(3)エルサレムからの旅立ち 

 サティヤはイェシュアとはじめて会ったときのことをありありと思い出した。イェシュアは数人の黒服の男たちに追われ、サティヤの父親が統率する隊商のキャンプ地に逃げ込んできたのだった。作者はそのときのイェシュアの様子をつぎのように描写する。

 彼の衣は肘のあたりが破れ、顔は薄汚れ、左膝に血が着いていた。しかし赤味がかったぼさぼさの巻き髪を見たとき、思わず私は吹き出してしまった。まるで女の子みたいだな、と思ったが、つぎの瞬間その目を見ると、女の子らしさは微塵もなかった。青灰色の瞳がじっと私のほうを見ていた。実際、その目はひとの内側をまっすぐに見ているのだ。あるいはひとを射すくめている、といってもいい。

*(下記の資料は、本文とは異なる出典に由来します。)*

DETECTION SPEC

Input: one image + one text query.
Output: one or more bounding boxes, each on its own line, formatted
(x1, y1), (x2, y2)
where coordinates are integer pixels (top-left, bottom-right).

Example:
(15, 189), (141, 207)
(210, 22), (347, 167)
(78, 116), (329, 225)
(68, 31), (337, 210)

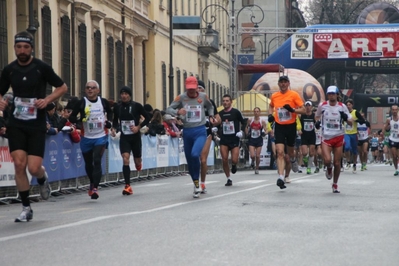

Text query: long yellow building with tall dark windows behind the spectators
(0, 0), (229, 110)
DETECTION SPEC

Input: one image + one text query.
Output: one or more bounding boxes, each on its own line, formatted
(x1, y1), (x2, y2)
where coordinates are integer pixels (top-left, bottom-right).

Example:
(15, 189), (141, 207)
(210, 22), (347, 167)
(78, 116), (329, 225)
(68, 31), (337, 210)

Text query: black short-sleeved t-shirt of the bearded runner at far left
(0, 58), (64, 131)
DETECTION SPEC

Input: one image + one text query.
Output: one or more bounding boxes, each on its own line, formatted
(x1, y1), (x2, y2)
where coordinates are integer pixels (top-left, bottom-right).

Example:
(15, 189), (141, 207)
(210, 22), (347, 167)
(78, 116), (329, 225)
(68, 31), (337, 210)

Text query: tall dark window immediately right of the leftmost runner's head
(41, 6), (53, 95)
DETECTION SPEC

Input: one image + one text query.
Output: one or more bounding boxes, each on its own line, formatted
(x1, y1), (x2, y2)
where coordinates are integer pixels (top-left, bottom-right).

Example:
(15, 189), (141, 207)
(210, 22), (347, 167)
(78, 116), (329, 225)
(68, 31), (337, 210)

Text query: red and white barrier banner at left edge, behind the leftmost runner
(0, 137), (15, 187)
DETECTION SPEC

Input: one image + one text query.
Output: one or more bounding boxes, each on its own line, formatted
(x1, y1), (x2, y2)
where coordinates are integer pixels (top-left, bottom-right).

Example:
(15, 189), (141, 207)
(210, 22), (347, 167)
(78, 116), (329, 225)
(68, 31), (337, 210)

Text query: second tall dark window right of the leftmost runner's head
(61, 16), (73, 98)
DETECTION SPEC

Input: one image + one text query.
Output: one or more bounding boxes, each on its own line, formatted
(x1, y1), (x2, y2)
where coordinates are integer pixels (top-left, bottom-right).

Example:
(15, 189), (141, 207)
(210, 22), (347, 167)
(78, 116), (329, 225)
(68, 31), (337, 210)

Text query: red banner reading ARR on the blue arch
(313, 32), (399, 59)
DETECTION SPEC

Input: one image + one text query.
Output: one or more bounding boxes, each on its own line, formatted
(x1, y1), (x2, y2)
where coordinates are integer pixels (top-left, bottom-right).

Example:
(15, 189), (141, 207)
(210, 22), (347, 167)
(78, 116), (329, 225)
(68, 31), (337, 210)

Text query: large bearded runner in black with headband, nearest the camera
(0, 31), (68, 222)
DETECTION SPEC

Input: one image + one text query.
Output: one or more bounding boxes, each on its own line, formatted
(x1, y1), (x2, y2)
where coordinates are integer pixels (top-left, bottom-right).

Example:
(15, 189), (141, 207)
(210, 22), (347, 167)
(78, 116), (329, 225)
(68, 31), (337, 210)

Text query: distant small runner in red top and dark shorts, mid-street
(245, 107), (267, 174)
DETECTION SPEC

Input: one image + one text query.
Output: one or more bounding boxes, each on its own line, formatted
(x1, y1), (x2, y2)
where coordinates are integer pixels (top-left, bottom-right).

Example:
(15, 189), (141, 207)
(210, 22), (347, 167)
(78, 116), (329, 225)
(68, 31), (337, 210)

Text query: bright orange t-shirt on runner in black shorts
(270, 90), (303, 125)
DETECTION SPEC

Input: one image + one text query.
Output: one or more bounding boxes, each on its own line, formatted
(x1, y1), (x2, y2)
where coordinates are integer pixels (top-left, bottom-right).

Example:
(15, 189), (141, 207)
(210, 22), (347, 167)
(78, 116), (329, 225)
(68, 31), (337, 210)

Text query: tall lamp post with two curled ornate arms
(201, 0), (264, 98)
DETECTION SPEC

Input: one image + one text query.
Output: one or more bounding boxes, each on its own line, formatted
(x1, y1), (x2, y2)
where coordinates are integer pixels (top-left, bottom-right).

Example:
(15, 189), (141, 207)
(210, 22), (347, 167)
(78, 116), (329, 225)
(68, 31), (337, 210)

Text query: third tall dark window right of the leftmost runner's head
(78, 24), (87, 96)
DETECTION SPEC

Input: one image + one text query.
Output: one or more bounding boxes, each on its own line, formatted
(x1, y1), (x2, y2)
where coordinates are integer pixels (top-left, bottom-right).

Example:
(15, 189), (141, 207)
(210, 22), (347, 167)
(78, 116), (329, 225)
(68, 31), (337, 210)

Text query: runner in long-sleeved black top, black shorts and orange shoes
(111, 86), (151, 195)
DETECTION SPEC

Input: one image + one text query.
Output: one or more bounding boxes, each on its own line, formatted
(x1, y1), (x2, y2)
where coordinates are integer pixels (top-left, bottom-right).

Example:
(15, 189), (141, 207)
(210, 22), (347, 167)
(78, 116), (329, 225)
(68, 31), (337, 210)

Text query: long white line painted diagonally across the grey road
(0, 175), (314, 242)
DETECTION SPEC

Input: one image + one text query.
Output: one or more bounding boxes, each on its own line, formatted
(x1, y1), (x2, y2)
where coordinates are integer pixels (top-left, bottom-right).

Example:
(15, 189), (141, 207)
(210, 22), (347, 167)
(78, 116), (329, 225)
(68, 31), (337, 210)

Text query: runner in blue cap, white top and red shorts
(315, 86), (353, 193)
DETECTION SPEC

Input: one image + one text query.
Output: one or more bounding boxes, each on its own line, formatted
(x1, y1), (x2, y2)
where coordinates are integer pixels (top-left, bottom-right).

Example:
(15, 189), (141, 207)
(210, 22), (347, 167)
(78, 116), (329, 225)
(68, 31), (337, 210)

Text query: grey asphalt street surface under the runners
(0, 164), (399, 266)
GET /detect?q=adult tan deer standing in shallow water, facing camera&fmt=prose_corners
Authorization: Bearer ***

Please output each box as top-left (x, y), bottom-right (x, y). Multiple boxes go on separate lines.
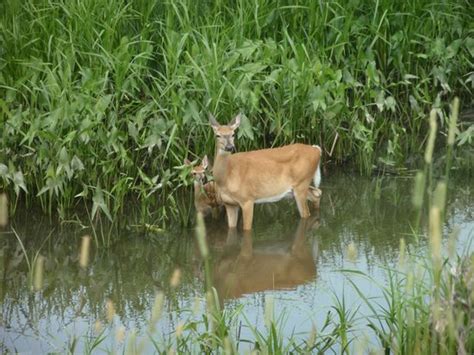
top-left (209, 115), bottom-right (321, 230)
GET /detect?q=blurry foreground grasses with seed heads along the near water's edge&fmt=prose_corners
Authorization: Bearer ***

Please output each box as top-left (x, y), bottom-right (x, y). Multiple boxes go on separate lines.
top-left (0, 96), bottom-right (474, 354)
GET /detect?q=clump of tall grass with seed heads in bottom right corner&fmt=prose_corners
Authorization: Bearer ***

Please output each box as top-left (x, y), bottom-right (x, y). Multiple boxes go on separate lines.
top-left (350, 99), bottom-right (474, 354)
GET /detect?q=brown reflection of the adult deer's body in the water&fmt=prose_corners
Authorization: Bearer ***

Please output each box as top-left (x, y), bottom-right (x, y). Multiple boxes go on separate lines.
top-left (213, 217), bottom-right (319, 300)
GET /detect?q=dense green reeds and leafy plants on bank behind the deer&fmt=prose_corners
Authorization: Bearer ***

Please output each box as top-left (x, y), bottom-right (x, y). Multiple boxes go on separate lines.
top-left (0, 0), bottom-right (474, 224)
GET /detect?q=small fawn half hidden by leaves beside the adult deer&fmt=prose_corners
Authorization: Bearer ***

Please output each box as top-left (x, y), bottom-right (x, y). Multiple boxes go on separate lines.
top-left (184, 155), bottom-right (223, 216)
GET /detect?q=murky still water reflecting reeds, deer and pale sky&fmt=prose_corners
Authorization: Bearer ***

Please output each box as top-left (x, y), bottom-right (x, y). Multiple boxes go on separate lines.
top-left (0, 175), bottom-right (474, 353)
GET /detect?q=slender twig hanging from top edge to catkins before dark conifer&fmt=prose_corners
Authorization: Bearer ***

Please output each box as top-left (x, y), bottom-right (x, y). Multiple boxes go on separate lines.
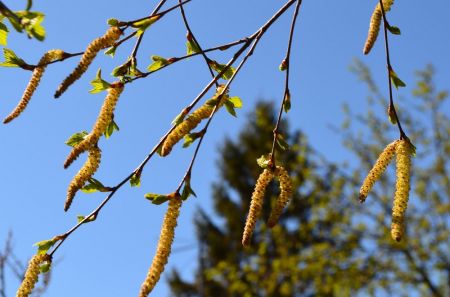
top-left (269, 0), bottom-right (302, 169)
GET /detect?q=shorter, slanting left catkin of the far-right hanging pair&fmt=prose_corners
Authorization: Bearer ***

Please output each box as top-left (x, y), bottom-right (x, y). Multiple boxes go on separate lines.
top-left (359, 140), bottom-right (400, 203)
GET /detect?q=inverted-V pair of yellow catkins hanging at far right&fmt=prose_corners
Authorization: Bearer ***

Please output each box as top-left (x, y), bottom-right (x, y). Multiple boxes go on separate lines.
top-left (359, 138), bottom-right (414, 241)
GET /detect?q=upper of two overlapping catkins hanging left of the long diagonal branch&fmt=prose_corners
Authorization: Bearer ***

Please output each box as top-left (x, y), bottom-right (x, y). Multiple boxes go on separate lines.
top-left (64, 82), bottom-right (124, 168)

 なぜ男たちに追われていたのか、イェシュアはためらいながら明かす。

「ぼくは強盗でも泥棒でもないよ。神殿の商人たちが並べている台をひっくり返してきたからなんだ」

 これはもちろん「ヨハネの福音書」第2章の「神殿事件」をふまえている。イエスは過ぎ越し祭が近づき、人でごった返す宮殿内の市場に乗り込み、羊や牛、商人を追い出し、両替商人の金をまき散らし、その台をひっくり返すという暴挙にでたのだ。これが比喩かどうか、悩ましい箇所である。「イエスは自分のからだである神殿のことを言われたのである」と聖書には書かれているので、比喩なのだろう。でなければ、イエスは損害賠償すべきである。ともかく、おなじようなことを12歳のイェシュアが行い、商人たちから追われることになってしまった。

 サティヤと会ったことが、イェシュアの運命を大きく変えることになった。彼は世界を旅する隊商に興味津々で、サティヤにたいしても質問攻めにした。

「勉強はどうするの?」

「お父さんは、旅をすることで心が大きくなると言っているよ。旅をすれば、学べるんだ。ぼくは4つの言葉がしゃべれるし、ベナレスからエルサレムのルートも描くことだってできるんだ。それにお父さんの部下から数学や占星術を習ってるし」

「ぼくにも教えてくれないかな」

 サティヤはびっくりする。教えを乞われたことなどなかったからだ。

 イェシュアはさらに、「ぼくが隊商に加わりたいって、父君に頼んでいただけないかな」と話し、サティヤを驚かせた。

 サティヤの父親の許可を得たイェシュアは、後日、両親に付き添われて隊商のキャンプ地にやってきた。17年(あるいは18年)の間、イエスが何をしていたか、聖書には具体的な記述がない。映画『ジーザス・クライスト・スーパースター』のように、大工見習いとして父ヨセフの仕事を手伝っていたとみなされることも多いが、地元にはいなかったので、エルサレムで働いていたのかもしれない。しかしのちの宣教活動をするイエスを見るかぎり、かなり濃厚な、深みのある修行時代を送っていたに違いないと思う。

 作者は母マリアをつぎのように描いている。

 イェシュアの母は彼を愛情深く引き寄せ、あたかもかけがえのない、壊れやすいものを扱うように抱きしめた。彼らは母子というより弟と姉のようだった。母は息子とおなじ年頃のように見えた。背丈もおなじくらいだったのだ。とても小さくて、繊細だった。ふたりとも目は青かった。父が息子に心構えを述べているあいだ、母はその後ろに立って待っていた

 神格化された女性、あるいは聖なる母子を描くのはなんとむつかしいことかと思う。外典の多くはマリアがとても若かったとしている。たとえば『ヤコブ原福音書』によると、マリアがイエスを産んだのは16歳のときだった。そうすると、このときマリアは28歳だったということになる。姉と弟のように見えたのももっともなことだった。

 『イェシュア』では、こうしてイェシュアは両親に別れを告げ、隊商に加わってインドをめざした、としている。